The hardest year was probably when we were part of a poorly-planned church-planting team in another nation. We were a year into that experiment when I lost my job, so there we were: locked into what we considered an expensive lease on our home, not just unemployed but completely unemployable because of international law, and increasingly depressed at what we saw (what I saw) as failure all around us. We were broke!

We were facing the possibility of having to forego our date nights. Ouch.


In our work with the church, were trying to get a youth group going for the teenagers, and we were talking with the kids about what night of the week to try to do something. Several folks had several ideas, like humans do.

“Not Monday nights!” one of the girls said. “Oh, why not Mondays?” I asked. “Because Mondays is when I’m coming over to your house to babysit so you can have your date night!”

I gasped. I didn’t know that they even knew our situation. We started to argue, when her (single) mom came over and backed her up. “We’ve talked about this, and her mind is set, and I don’t suggest you try to change it. She’s as stubborn as I am.”

She went on to explain that they’d watched our relationship, and even though we’d never talked about it, our young family had been teaching them how to do relationships, just by being us. They wanted to give something back for all that we had (unknowingly) given to them.

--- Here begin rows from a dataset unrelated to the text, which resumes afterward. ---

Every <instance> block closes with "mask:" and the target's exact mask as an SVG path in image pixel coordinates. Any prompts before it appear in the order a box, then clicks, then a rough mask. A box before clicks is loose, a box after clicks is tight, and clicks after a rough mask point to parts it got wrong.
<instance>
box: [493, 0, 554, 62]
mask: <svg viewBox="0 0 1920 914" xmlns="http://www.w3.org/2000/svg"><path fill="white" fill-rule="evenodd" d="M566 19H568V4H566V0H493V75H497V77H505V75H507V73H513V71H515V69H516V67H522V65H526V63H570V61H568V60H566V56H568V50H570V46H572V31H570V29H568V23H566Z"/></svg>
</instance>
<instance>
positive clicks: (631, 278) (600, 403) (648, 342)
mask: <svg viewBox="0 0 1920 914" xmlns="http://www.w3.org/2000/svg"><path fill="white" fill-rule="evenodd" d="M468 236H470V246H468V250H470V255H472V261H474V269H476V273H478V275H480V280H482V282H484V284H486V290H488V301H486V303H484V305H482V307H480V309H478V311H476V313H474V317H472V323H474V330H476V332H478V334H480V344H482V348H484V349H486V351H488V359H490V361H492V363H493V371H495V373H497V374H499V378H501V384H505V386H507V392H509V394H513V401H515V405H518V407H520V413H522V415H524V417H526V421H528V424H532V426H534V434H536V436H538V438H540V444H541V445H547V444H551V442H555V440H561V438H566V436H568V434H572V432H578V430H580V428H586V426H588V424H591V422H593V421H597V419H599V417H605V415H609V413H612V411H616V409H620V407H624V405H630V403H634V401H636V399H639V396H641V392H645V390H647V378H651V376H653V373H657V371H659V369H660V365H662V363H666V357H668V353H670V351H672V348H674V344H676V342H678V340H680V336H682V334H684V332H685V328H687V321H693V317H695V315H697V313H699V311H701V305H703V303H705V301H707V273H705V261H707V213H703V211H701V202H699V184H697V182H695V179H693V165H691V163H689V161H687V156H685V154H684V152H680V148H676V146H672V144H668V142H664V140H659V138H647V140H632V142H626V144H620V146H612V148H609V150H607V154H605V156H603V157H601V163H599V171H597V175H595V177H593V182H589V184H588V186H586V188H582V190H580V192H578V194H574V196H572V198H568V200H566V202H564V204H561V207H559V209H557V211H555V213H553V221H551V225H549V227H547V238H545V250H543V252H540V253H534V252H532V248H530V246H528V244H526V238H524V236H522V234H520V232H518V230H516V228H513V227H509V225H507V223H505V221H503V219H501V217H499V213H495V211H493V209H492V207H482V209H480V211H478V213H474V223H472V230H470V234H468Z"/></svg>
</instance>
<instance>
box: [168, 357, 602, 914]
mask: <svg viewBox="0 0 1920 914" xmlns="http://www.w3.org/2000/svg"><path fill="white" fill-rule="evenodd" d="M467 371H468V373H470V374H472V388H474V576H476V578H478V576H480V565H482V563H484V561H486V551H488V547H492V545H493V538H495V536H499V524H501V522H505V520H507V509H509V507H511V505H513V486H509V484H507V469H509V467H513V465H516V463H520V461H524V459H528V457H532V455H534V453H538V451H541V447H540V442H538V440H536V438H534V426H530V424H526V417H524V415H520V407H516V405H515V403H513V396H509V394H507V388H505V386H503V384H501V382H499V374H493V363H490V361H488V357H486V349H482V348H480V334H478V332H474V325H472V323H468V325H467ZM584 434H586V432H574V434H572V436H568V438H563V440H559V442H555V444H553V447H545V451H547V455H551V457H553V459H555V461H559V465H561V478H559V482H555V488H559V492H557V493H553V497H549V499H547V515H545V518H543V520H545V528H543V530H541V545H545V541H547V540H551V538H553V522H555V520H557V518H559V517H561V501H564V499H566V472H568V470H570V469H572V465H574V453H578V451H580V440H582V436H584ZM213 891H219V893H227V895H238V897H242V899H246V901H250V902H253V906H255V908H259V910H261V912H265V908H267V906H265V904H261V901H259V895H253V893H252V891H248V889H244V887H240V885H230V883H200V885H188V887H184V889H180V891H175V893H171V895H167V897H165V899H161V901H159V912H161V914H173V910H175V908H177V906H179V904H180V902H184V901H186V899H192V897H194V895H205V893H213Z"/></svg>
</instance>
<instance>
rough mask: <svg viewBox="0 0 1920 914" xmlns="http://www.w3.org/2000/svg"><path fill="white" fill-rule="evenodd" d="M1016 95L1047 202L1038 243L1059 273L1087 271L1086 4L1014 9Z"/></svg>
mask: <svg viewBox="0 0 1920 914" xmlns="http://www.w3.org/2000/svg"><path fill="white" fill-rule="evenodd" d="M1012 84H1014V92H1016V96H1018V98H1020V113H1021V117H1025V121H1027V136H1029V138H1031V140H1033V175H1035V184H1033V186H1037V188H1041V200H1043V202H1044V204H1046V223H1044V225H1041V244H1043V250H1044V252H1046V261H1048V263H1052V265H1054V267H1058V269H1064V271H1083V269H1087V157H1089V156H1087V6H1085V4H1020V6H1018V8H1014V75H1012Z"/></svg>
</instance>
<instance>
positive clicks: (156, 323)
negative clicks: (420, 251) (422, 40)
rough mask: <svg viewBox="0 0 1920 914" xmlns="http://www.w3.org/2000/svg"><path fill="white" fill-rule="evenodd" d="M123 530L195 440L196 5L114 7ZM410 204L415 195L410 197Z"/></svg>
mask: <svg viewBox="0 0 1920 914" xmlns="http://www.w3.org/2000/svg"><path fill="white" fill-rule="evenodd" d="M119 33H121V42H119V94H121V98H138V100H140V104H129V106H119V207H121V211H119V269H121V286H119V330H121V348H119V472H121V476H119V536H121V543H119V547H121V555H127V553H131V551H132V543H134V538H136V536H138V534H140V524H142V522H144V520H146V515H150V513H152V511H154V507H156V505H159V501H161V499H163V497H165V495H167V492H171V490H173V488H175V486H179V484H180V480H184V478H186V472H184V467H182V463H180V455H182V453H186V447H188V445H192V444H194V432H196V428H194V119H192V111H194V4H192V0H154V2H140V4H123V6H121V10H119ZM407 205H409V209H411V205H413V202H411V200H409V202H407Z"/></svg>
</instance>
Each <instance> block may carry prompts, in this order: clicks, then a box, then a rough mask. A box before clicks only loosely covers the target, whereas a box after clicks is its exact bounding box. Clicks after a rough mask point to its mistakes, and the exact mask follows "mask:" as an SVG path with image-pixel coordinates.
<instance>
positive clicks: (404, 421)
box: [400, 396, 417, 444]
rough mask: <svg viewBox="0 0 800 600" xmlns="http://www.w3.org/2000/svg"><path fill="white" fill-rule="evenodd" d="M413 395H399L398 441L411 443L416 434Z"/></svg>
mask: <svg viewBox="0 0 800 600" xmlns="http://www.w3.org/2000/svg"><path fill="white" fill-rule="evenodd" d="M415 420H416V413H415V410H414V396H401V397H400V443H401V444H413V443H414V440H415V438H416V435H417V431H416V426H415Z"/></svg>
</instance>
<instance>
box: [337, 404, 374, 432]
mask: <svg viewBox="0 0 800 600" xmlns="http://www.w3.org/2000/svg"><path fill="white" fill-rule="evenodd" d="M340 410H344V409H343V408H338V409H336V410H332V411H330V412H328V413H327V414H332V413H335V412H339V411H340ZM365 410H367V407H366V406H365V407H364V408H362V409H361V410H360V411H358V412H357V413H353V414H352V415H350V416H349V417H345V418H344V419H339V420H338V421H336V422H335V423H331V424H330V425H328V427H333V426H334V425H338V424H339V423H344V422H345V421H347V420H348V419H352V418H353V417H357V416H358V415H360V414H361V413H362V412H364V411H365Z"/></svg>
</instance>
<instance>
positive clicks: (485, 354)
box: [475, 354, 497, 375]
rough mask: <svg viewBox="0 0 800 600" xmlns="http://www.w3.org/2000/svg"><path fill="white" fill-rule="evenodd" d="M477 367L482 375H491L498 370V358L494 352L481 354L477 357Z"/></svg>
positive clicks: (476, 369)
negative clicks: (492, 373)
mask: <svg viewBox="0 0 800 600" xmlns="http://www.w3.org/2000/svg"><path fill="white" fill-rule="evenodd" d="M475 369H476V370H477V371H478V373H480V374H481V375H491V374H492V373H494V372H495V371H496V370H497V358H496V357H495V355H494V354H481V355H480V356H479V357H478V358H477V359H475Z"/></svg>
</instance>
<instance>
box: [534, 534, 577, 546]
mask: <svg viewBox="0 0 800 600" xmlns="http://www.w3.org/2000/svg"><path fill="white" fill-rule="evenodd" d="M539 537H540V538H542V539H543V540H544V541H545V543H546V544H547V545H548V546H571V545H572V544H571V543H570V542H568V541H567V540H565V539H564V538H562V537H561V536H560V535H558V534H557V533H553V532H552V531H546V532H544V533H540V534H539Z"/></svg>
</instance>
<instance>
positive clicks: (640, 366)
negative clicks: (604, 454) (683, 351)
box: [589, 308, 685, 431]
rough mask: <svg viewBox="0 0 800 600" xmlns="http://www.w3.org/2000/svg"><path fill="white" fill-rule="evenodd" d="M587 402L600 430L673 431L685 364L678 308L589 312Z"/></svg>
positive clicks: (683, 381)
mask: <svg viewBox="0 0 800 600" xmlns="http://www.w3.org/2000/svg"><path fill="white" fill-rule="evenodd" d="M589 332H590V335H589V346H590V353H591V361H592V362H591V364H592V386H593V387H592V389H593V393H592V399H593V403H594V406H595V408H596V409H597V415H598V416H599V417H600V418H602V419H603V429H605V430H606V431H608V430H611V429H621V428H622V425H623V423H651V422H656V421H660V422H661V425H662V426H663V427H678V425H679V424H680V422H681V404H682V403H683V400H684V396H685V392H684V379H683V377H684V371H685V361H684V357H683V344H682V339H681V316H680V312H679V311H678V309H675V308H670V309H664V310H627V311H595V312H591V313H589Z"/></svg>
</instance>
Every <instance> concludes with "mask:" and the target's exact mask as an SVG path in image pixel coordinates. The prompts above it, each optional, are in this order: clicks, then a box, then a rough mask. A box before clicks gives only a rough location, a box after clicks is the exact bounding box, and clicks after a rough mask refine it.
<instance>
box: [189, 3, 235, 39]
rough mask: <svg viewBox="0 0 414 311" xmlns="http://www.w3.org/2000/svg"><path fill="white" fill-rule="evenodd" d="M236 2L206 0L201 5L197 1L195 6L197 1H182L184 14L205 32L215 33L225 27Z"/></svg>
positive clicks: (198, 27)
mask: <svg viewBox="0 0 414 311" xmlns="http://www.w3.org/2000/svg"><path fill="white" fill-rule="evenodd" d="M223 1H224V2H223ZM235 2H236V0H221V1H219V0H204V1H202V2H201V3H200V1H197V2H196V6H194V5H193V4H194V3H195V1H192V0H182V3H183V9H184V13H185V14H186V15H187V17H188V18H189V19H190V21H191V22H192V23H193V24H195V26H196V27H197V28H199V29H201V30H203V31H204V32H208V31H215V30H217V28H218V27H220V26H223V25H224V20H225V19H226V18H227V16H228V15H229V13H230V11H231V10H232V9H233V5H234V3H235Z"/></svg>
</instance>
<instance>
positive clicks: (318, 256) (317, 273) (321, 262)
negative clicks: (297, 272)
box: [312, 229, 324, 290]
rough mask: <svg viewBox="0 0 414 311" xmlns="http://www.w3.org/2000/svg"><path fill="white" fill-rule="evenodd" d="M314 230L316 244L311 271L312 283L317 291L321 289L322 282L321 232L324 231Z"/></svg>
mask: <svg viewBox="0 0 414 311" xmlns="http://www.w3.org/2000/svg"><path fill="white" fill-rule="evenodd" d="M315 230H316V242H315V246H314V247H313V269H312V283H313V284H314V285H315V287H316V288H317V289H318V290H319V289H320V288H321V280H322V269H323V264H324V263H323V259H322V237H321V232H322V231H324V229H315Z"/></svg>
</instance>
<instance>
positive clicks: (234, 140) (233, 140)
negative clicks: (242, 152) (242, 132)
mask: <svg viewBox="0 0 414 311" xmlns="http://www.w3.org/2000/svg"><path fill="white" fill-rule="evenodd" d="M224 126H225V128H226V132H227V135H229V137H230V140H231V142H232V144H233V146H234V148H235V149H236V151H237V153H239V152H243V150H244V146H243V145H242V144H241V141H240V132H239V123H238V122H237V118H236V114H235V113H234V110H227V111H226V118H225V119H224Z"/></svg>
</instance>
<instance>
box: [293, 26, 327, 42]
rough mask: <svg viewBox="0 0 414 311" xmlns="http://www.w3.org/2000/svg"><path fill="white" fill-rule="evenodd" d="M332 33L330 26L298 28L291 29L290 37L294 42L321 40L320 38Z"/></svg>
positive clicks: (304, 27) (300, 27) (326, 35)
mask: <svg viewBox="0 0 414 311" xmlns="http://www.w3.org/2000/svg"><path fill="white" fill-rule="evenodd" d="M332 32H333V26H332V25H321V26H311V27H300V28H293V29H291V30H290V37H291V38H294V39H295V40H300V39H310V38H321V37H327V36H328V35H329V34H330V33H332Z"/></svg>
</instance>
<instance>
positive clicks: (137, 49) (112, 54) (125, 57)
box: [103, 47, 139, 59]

So for the next year, this young lady came to our house after school. After dinner, she and the kids would get down to the serious business of playing, while my Lady and I headed out the door for a walk or an ice cream cone or something quiet together.

That was one of the most intense years of our lives (we had kind of a lot going on, doncha know); she may have saved our lives.

But God. God knew. Jesus understood something of what it takes to make a successful marriage with His own bride. Father understood how much work fathering actually is. And I think Holy Spirit just wanted to love on our kids and us.

At the end of that year, very large amounts of raw sewage hit the ventilating device, and we left with our proverbial tail between our legs. That experiment had cost us everything, every dime we had, every relationship but our marriage, and except for this one miracle teenager, it might have taken that too.

A decade or more later, completely out of the blue, back in America again and just beginning to get back on our feet, we answered a soft knock at the front door. Here she was again, now a happily married woman, introducing us to this strong man she had fallen in love with. The look in her eyes when she whispered “my husband” was golden. They had just stopped by to thank us for investing in them all those years ago.

We wept. Maybe it wasn’t all wasted effort after all.

God is SO good. Don’t let anyone ever tell you otherwise.